Spietato Montanelli. A cui però, e qui esagerava, non andava molto a genio neppure il Fo grande comico da Premio Nobel. Il quale all’insegna del «riso è sacro» era inimitabile (Paolo Rossi ci prova, ma Fo resta Fo) nell’affabulazione con ogni forma di mimica e di vocalità e nelle scorribande tra le caravelle di Cristoforo Colombo e i vagabondaggi de «Lu santo jullare Francesco d’Assisi», ma quando bloccava la sua macchina narrativa per spigare la rava ideologica e la fava sociale del Medioevo l’effetto che produceva era quello che si ha quando qualcuno si ferma a metà barzelletta per spiegare il contesto storico e politico rinviando così la risata e indebolendola. 

LA COPPIA
L’unione artistica con Franca Rame, sposata nel 1954, ha accentuato l’aspetto protestatario e militante di questo grande genio insignito del Nobel nel 1997 e autore di commedie celebri («Gli arcangeli non giocano a flipper», «Chi ruba un piede è fortunato in amore», «Settimo, ruba un po’ di meno»), dell’esperimento di satira brechtiana «Isabella, tre caravelle e un cacciaballe» e via così con titoli che hanno fatto epoca come «Morte accidentale di un anarchico (sul caso Pinelli). Anti-clericalismo contenente qualche forma di religiosità («Io sono ateo ma forse Dio mi sorprenderà») e operaismo quando non si poteva non essere tali.
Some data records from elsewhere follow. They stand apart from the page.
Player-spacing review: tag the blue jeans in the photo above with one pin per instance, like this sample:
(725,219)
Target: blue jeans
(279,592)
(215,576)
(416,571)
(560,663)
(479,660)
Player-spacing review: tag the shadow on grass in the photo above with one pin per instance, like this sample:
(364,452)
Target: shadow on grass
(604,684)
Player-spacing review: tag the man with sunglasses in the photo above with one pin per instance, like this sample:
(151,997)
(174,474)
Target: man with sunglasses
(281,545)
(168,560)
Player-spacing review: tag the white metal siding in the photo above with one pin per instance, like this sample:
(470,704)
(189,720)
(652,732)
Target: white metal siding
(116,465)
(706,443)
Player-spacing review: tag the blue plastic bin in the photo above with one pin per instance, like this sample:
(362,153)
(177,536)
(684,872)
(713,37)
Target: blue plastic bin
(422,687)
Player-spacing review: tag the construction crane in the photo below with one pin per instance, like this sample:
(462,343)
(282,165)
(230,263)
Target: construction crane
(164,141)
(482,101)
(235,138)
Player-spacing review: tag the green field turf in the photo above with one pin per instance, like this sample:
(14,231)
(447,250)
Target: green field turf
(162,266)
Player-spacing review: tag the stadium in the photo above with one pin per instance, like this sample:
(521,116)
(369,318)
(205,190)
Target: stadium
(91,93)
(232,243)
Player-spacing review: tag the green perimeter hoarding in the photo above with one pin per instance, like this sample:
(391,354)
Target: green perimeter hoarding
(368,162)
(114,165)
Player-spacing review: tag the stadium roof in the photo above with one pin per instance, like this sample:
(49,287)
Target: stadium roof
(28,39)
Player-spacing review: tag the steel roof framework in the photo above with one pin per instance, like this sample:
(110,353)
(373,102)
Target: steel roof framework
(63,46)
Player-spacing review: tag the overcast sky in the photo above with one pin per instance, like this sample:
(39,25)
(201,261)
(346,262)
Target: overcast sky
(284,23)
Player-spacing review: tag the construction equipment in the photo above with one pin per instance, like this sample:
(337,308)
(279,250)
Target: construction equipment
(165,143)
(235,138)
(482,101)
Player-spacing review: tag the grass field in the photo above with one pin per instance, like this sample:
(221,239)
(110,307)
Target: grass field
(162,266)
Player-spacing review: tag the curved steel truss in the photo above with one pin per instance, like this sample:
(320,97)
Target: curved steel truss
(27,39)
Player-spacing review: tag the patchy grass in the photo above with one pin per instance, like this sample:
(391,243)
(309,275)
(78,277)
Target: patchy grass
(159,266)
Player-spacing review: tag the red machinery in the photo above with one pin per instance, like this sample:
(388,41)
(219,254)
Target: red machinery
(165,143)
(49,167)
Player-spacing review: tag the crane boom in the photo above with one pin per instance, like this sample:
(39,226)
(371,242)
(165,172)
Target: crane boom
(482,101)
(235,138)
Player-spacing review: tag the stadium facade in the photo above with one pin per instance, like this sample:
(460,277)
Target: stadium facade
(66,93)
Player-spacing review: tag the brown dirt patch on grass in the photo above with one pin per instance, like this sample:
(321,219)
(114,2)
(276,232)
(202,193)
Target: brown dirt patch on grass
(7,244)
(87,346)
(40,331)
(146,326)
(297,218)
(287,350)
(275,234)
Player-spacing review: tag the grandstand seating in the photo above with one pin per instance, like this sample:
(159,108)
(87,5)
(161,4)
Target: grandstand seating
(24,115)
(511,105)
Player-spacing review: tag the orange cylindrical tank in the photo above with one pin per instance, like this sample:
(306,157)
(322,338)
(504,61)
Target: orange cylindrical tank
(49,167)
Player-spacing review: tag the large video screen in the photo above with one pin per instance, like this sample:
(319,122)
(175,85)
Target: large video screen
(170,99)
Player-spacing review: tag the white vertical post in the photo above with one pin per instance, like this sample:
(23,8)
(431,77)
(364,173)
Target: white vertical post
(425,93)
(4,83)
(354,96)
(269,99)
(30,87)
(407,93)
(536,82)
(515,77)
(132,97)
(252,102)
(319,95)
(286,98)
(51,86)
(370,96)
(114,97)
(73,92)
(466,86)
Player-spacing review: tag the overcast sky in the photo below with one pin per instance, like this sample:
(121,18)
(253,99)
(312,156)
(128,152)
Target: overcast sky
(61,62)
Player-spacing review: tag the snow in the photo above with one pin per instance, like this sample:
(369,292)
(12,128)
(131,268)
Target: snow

E comunque, il fattaccio è datato 1962. Fo e Rame vengono chiamati a condurre Canzonissima nella Rai democristiana. Ma una gag sulla scarsa sicurezza nelle fabbriche fa scattare la censura («Voi create disordine», gli disse Ettore Bernabei e loro sbatterono la porta e andarono via) che poi sarebbe diventata parte della loro meritata fortuna. E quando gli Stati Uniti avrebbe rifiutato il visto per un tour a lui e a Franca, la consacrazione fu totale: con tanto di intellettuali americani che insorsero in loro difesa. Molto più tardi sarebbe arrivato il premio dell’accademia svedese. A proposito del quale Fo ripeteva spesso: «Il popolo italiano, a Milano e ovunque, mi ha sommerso di gioia. Le autorità e la cultura ufficiale invece, a parte qualche telegramma formale, hanno accolto il mio Nobel nel più totale disinteresse. Perché io sono sempre stato una persona controcorrente». Di sicuro Fo ha diviso l’Italia, stando bene attento però ad accasarsi nella parte più larga.